Сгорбившийся по правую руку, Телесфор ничего не ответил. Лишь прищёлкнул языком, спрятав, насколько это возможно, руки в складках эсклавина, и приподняв брови. Вид его был до чрезвычайности обыкновенным, и тем сильнее выделялись глаза. Выражение, которое невозможно было скрыть за приподнятыми бровями. Чужеродный в этом море безразличия взгляд, который цеплял не хуже рыболовного крючка.
– Как скажете, – пожал плечами мужчина, и нарочитая зевота обратила утверждение в вопрос.
– Ну я и говорю, прекраснейшая обстановка, – повторил юноша, благородно крутясь на «лучшем» здешнем стуле. Лучший стул был жёсткий, а обстановка однообразная, так что очень скоро это занятие ему надоело.
– Прошу простить, но герцог лично, через посыльного, назначил меня ответственным по набору рекрутов в этом графстве.
– Вы уже говорили, – до боли сжав зубы и растянув губы, так что те скорее скорчились, процедил Ивес.

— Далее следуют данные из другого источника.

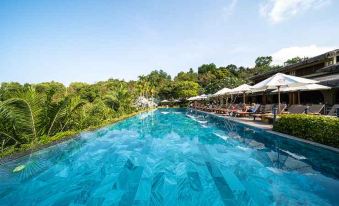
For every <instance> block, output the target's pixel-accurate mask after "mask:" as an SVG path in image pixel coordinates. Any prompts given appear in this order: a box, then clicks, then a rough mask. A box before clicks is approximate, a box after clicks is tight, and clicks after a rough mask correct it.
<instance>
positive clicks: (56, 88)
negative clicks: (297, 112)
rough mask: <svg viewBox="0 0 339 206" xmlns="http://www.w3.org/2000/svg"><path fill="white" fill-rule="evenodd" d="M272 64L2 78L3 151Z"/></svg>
mask: <svg viewBox="0 0 339 206" xmlns="http://www.w3.org/2000/svg"><path fill="white" fill-rule="evenodd" d="M292 60H293V61H296V59H292ZM271 63H272V57H258V58H257V59H256V61H255V64H256V66H255V67H254V68H245V67H237V66H236V65H234V64H230V65H228V66H226V67H217V66H216V65H215V64H213V63H211V64H203V65H201V66H200V67H199V68H198V71H197V72H195V71H194V70H193V69H192V68H191V69H189V71H187V72H184V71H182V72H179V73H178V74H177V76H175V78H174V79H173V80H172V79H171V76H170V75H169V74H167V73H166V72H164V71H163V70H155V71H152V72H151V73H149V74H148V75H142V76H139V79H138V80H137V81H129V82H126V81H122V80H117V79H109V80H107V81H100V82H97V83H95V84H88V83H83V82H74V83H71V84H70V85H69V86H68V87H65V86H64V85H63V84H61V83H58V82H53V81H52V82H44V83H39V84H24V85H21V84H19V83H16V82H8V83H6V82H4V83H1V87H0V123H1V124H0V144H1V152H2V153H3V154H5V153H6V152H8V151H17V150H18V148H25V147H31V146H33V145H36V144H37V143H39V142H40V143H41V142H49V141H53V139H54V140H55V139H59V138H62V136H63V134H67V132H74V131H81V130H85V129H88V128H96V127H99V126H102V125H104V124H106V123H109V122H112V121H113V120H116V119H118V118H120V117H124V116H126V115H129V114H133V113H134V112H136V111H137V108H136V107H135V100H136V99H137V98H138V97H140V96H143V97H145V98H151V97H154V98H158V99H161V100H162V99H186V98H188V97H192V96H196V95H199V94H202V93H207V94H211V93H215V92H217V91H218V90H220V89H222V88H224V87H228V88H234V87H236V86H239V85H240V84H243V83H246V82H248V78H249V77H250V76H253V75H254V74H257V73H261V72H266V71H270V70H272V69H276V68H278V67H277V66H271ZM59 134H60V136H58V135H59ZM9 153H10V152H9Z"/></svg>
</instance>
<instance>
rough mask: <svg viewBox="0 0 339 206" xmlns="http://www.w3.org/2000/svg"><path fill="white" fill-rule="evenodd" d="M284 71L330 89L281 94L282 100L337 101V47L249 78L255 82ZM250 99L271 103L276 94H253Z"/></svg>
mask: <svg viewBox="0 0 339 206" xmlns="http://www.w3.org/2000/svg"><path fill="white" fill-rule="evenodd" d="M278 72H280V73H285V74H289V75H294V76H298V77H304V78H308V79H313V80H317V81H319V84H321V85H325V86H329V87H331V88H332V89H330V90H323V91H307V92H306V91H305V92H293V93H286V94H282V101H283V102H285V103H288V104H298V103H301V104H317V103H324V104H326V105H333V104H338V103H339V49H336V50H333V51H329V52H326V53H324V54H321V55H319V56H315V57H312V58H304V59H303V60H302V61H301V62H298V63H295V64H287V65H284V67H282V68H279V69H276V70H274V71H270V72H266V73H262V74H257V75H255V76H253V77H251V78H250V80H251V81H252V82H253V83H254V84H256V83H258V82H260V81H262V80H264V79H266V78H268V77H270V76H272V75H274V74H276V73H278ZM249 98H250V101H254V102H259V103H273V102H276V101H277V100H276V99H277V95H272V94H266V93H262V94H259V95H258V94H253V95H251V96H250V97H249Z"/></svg>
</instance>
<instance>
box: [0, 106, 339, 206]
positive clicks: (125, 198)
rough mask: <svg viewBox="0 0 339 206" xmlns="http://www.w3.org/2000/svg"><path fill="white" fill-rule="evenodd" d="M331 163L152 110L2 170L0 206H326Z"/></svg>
mask: <svg viewBox="0 0 339 206" xmlns="http://www.w3.org/2000/svg"><path fill="white" fill-rule="evenodd" d="M338 157H339V156H338V154H337V153H334V152H331V151H328V150H324V149H321V148H317V147H314V146H312V145H307V144H304V143H301V142H297V141H293V140H289V139H285V138H280V137H278V136H274V135H272V134H268V133H266V132H264V131H261V130H256V129H253V128H248V127H244V126H241V125H239V124H236V123H234V122H231V121H225V120H223V119H221V118H218V117H215V116H211V115H207V114H204V113H200V112H196V111H192V112H190V111H188V112H187V111H186V110H180V109H160V110H157V111H153V112H150V113H145V114H142V115H139V116H137V117H135V118H130V119H128V120H126V121H122V122H119V123H117V124H114V125H111V126H109V127H106V128H102V129H100V130H98V131H95V132H88V133H84V134H82V135H81V136H80V137H79V138H77V139H73V140H70V141H67V142H64V143H61V144H59V145H56V146H53V147H51V148H48V149H45V150H41V151H39V152H36V153H33V154H32V155H30V156H26V157H23V158H20V159H18V160H15V161H11V162H2V163H1V166H0V203H1V204H5V205H11V204H18V203H20V205H25V204H27V205H32V204H33V205H35V204H41V205H53V204H54V205H69V204H85V205H106V204H109V205H112V204H113V205H117V204H121V205H133V204H135V205H148V204H152V205H269V204H276V205H335V204H336V203H337V202H338V197H337V191H339V181H338V178H339V175H338V174H339V170H338V167H339V162H338V161H339V158H338ZM22 165H24V166H23V168H21V167H20V166H22ZM18 167H19V168H21V169H20V170H18V171H16V172H13V170H15V168H18Z"/></svg>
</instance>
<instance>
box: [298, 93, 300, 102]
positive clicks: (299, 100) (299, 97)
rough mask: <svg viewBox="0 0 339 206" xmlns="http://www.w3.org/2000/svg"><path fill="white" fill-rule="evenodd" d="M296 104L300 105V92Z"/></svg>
mask: <svg viewBox="0 0 339 206" xmlns="http://www.w3.org/2000/svg"><path fill="white" fill-rule="evenodd" d="M298 104H300V91H298Z"/></svg>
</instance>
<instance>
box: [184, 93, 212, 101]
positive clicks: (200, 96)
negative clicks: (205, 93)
mask: <svg viewBox="0 0 339 206" xmlns="http://www.w3.org/2000/svg"><path fill="white" fill-rule="evenodd" d="M210 96H211V95H206V94H202V95H200V96H195V97H190V98H188V99H187V100H189V101H194V100H204V99H207V98H209V97H210Z"/></svg>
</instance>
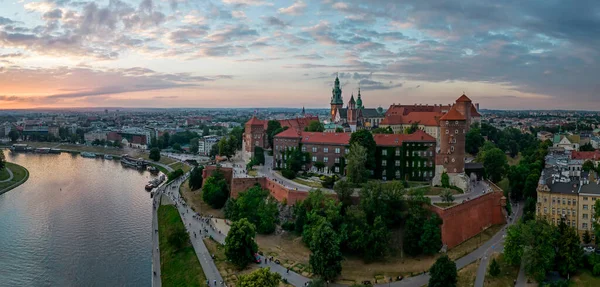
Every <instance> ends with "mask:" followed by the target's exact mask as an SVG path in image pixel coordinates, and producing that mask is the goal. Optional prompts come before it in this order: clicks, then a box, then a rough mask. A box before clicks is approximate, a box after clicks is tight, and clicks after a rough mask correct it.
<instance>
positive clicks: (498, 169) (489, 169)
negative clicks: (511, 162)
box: [483, 148, 508, 182]
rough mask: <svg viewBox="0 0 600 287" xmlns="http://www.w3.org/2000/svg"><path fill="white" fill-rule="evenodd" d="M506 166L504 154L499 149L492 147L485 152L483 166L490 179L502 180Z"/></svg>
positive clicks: (486, 173) (506, 162) (495, 179)
mask: <svg viewBox="0 0 600 287" xmlns="http://www.w3.org/2000/svg"><path fill="white" fill-rule="evenodd" d="M507 167H508V163H507V161H506V155H505V154H504V152H503V151H502V150H501V149H499V148H493V149H491V150H488V151H486V152H485V155H484V158H483V168H484V169H485V173H486V174H487V176H488V178H489V179H490V180H491V181H493V182H499V181H500V180H502V177H503V176H504V174H505V172H506V168H507Z"/></svg>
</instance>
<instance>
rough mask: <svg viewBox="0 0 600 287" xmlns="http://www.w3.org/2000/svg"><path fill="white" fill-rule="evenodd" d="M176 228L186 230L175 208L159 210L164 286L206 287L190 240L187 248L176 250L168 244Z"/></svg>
mask: <svg viewBox="0 0 600 287" xmlns="http://www.w3.org/2000/svg"><path fill="white" fill-rule="evenodd" d="M176 228H185V227H184V226H183V222H182V221H181V218H180V217H179V212H177V209H176V208H175V206H172V205H161V206H160V207H159V208H158V230H159V231H158V233H159V244H160V272H161V282H162V285H163V286H205V285H206V276H205V275H204V271H203V270H202V267H201V266H200V262H199V261H198V257H197V256H196V252H195V251H194V247H193V246H192V244H191V242H190V241H189V240H188V242H187V244H186V245H185V247H183V248H181V249H179V250H175V248H174V247H173V246H171V245H170V244H169V242H168V238H169V235H170V234H171V233H172V232H174V230H176Z"/></svg>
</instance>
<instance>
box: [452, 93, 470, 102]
mask: <svg viewBox="0 0 600 287" xmlns="http://www.w3.org/2000/svg"><path fill="white" fill-rule="evenodd" d="M470 101H471V99H469V97H467V96H466V95H465V94H463V95H462V96H460V98H458V99H457V100H456V102H457V103H460V102H470Z"/></svg>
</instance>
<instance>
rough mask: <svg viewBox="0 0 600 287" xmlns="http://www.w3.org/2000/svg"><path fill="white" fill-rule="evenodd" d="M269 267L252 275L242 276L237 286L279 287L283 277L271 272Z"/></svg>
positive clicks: (244, 286) (259, 269) (243, 275)
mask: <svg viewBox="0 0 600 287" xmlns="http://www.w3.org/2000/svg"><path fill="white" fill-rule="evenodd" d="M270 270H271V269H270V268H269V267H267V268H260V269H258V270H256V271H254V272H252V273H250V274H245V275H240V277H239V278H238V282H237V284H236V286H238V287H277V286H279V281H281V275H279V274H278V273H275V272H271V271H270Z"/></svg>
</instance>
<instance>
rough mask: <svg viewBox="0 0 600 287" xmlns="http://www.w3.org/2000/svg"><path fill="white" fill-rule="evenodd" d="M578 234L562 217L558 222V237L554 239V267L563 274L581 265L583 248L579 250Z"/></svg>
mask: <svg viewBox="0 0 600 287" xmlns="http://www.w3.org/2000/svg"><path fill="white" fill-rule="evenodd" d="M580 245H581V243H580V242H579V235H577V231H576V230H575V228H573V227H571V226H568V225H567V224H566V223H565V219H564V218H562V220H561V221H560V223H559V224H558V238H557V240H556V258H555V259H554V261H555V262H557V264H556V269H557V270H558V272H559V273H560V274H561V275H563V276H568V275H569V274H572V273H574V272H575V271H577V269H578V268H579V267H581V265H582V258H583V250H581V246H580Z"/></svg>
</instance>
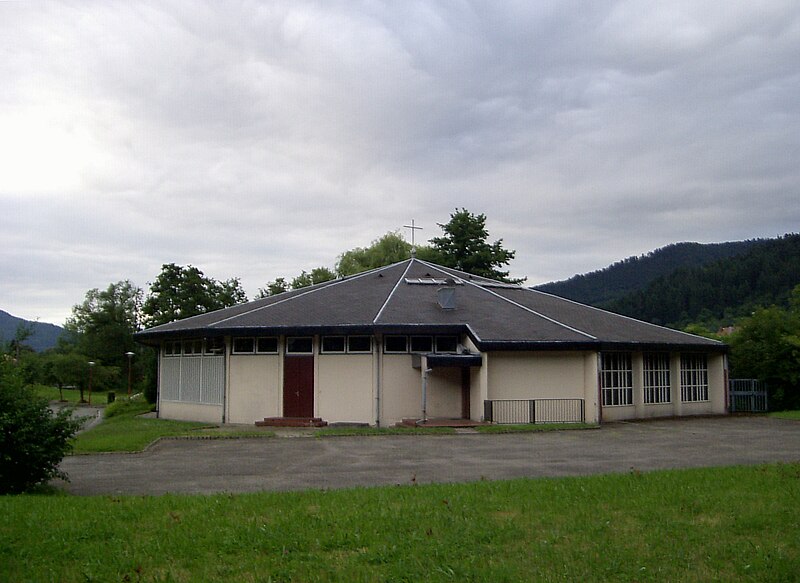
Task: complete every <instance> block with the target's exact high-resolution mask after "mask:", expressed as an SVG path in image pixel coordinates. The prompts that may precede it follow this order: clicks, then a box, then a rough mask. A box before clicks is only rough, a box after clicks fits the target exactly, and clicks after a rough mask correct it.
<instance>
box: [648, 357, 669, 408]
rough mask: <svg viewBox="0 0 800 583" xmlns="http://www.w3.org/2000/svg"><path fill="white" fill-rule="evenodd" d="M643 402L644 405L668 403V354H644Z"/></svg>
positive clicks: (668, 389)
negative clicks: (643, 385) (645, 403)
mask: <svg viewBox="0 0 800 583" xmlns="http://www.w3.org/2000/svg"><path fill="white" fill-rule="evenodd" d="M643 361H644V402H645V403H646V404H654V403H669V402H670V394H669V354H667V353H666V352H645V353H644V355H643Z"/></svg>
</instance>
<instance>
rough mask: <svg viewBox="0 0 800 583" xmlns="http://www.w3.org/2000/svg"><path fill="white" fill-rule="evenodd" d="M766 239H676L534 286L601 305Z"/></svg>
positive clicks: (642, 288)
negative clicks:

Всмотревшись в это ужасающее лицо, молодой лорд невольно отстранился. Гвоздь в жёсткой спинке, как лезвие алебарды, врезался меж лопаток, выпрямляя благородный стан и не давая сбежать.
– Да, конечно… – выдавил, и в воздухе вновь повисла тягучая пауза, столь свойственная разговору, когда один хочет сообщить нечто важное, а другой это важное уже знает.
– Ивес, – прощебетала Марта, как раз подоспевшая, чтобы разрядить обстановку и выставить на стол всё, что только нашлось в их закромах вкусного и редкого.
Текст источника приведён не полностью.